The reason, I want to do this is because I want to implement a statistical test of representation dissimilarity matrices in which the null distribution is created by randomly reassigning the rows and columns of the RDM.

Papers suggesting this approach:
Kriegeskorte, N., Mur, M., & Bandettini, P. A. (2008). Representational similarity analysis-connecting the branches of systems neuroscience. Frontiers in systems neuroscience, 4. https://doi.org/10.3389/neuro.06.004.2008

Martin N Hebart, Brett B Bankson, Assaf Harel, Chris I Baker, Radoslaw M Cichy (2018) The representational dynamics of task and object processing in humans eLife 7:e32816 https://doi.org/10.7554/eLife.32816

Unfortunately, there doesn’t seem to be an easy way to do this right now. The permutation cluster test code is designed for maximum speed, not easy configuration. I can see if I can implement this in the MNE-RSA package, but it may be a while before I get to it.

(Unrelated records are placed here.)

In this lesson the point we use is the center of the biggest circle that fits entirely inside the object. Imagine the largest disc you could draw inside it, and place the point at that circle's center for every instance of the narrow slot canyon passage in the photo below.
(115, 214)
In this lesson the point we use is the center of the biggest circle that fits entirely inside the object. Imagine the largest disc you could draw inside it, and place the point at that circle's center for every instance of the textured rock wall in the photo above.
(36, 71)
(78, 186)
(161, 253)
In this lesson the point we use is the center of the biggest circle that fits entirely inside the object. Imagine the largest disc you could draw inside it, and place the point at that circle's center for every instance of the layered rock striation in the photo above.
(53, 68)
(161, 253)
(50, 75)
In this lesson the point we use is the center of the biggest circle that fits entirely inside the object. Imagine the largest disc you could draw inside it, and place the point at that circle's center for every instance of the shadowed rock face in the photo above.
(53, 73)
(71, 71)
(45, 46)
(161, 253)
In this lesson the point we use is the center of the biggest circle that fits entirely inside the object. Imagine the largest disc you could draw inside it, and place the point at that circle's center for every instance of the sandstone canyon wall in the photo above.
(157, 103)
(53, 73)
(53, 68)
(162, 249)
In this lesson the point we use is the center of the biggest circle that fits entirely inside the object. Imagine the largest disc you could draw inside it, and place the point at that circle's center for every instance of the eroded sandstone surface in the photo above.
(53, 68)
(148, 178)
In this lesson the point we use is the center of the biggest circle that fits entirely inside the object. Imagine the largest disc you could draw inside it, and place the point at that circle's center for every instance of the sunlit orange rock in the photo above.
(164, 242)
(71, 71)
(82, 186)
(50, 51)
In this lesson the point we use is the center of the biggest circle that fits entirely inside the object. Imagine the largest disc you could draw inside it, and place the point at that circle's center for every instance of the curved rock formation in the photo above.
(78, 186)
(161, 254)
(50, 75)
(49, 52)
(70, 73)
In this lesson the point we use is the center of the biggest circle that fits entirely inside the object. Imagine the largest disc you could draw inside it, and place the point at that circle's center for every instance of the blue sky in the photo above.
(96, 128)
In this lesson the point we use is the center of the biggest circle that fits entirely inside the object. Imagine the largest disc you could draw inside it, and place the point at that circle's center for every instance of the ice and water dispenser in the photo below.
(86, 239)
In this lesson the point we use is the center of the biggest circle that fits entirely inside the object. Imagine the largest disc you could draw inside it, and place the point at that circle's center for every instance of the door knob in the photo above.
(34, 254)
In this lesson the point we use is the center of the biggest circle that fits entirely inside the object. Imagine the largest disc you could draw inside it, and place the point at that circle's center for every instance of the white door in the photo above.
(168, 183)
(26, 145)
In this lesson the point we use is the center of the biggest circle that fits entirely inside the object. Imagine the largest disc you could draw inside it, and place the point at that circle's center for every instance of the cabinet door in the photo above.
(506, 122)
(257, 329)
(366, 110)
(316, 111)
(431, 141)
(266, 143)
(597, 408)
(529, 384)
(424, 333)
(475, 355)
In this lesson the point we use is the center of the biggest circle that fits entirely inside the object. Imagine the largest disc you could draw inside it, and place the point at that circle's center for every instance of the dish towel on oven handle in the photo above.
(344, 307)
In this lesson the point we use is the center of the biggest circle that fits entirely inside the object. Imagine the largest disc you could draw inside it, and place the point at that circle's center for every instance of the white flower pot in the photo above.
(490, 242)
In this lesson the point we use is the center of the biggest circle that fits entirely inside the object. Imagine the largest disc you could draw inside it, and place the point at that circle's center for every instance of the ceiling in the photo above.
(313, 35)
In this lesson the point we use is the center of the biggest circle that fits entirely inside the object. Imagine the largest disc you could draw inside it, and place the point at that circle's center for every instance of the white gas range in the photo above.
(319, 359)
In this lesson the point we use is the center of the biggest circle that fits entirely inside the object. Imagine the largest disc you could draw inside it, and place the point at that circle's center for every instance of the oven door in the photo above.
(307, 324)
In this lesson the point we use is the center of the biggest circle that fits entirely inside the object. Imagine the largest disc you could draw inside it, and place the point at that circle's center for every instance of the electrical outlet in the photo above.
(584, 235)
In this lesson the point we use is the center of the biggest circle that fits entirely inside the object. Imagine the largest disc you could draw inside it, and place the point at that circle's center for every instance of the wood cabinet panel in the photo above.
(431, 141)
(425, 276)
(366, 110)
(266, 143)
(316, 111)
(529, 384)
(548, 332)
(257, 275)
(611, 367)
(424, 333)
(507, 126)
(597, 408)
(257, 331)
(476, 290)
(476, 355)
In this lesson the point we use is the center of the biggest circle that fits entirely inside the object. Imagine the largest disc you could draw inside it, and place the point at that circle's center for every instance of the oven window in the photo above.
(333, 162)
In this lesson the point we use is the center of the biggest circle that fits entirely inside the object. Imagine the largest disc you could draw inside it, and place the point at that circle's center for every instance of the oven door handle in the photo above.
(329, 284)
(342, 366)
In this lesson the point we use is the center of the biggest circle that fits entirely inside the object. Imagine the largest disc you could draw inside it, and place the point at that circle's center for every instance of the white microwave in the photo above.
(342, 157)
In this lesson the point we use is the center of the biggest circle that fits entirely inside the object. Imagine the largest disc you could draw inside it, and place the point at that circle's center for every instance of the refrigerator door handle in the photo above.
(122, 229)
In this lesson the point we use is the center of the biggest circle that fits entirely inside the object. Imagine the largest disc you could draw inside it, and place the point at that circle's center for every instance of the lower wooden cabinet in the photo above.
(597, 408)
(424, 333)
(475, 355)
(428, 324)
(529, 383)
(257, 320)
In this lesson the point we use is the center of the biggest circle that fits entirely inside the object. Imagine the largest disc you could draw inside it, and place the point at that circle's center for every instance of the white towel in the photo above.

Step 5: Testing Relatedness of Two Dissimilarity Matrices by Randomization

In order to decide whether two dissimilarity matrices are related, we can perform statistical inference on the RDM correlation. The classical method for testing correlations assumes independent measurements for the two variables. For dissimilarity matrices such independence cannot be assumed, because each similarity is dependent on two response patterns, each of which also codetermines the similarities of all its other pairings in the RDM.

We therefore suggest testing the relatedness of dissimilarity matrices by randomizing the condition labels. We choose a random permutation of the conditions, reorder rows and columns of one of the two dissimilarity matrices to be compared according to this permutation, and compute the correlation. Repeating this step many times (e.g., 10,000 times), we obtain a distribution of correlations simulating the null hypothesis that the two dissimilarity matrices are unrelated. If the actual correlation (for consistent labeling between the two dissimilarity matrices) falls within the top α × 100% of the simulated null distribution of correlations, we reject the null hypothesis of unrelated dissimilarity matrices with a false-positives rate of α. The p-value for each brain region’s relatedness to each model is given beneath the model’s bar in Figure 8 . They are conservative estimates based on 10,000 random relabelings, so the smallest possible estimate is 10−4.

This procedure is much easier than a full-blown cluster permutation test. No clustering is involved (hence also no control for multiple tests, so take that into account). You perform the RSA analysis a large number of times with shuffled condition labels. In the mne_rsa package, condition labels can be assigned using the y parameter of the functions, so it should be straightforward to compute RSA with shuffled condition labels.

Thank you so much for your answer and for developing the mne-rsa library!
I believe that you are correct in suggesting the approach from Kriegeskorte et al..

But if I am running the rsa over time would I still have a multiple comparison problem?
I am conducting the analysis over time - one RDM for each time-point. Following Kriegeskorte et al. (2008) I would:

Step 1) Re-label the RDM many times to create a simulated null distribution.

Step 2) After that, I would be able to determine a p-value for each time point. But, am I correct to assume, that at this point I would need some sort of cluster approach to overcome the multiple comparison problem that comes from having a p-value for each timepoint?

As you mentioned, step 1 can be implemented in mne-rsa.
Do you have some pointers on how to implement step 2?
Is there a python function that would allow me to input the simulated null distribution and output a cluster selection?

Not in the official API. Looking through the code, there is the private mne.stats.cluster_level._find_clusters function that is used internally by the big mne.stats.permutation_cluster_1samp_test function. It seems to do what you want so you could try that. You’ll still need to build the rest of the statistics around that though, as in looping over the random iterations, finding the cluster with the largest sum(t-statistic), etc.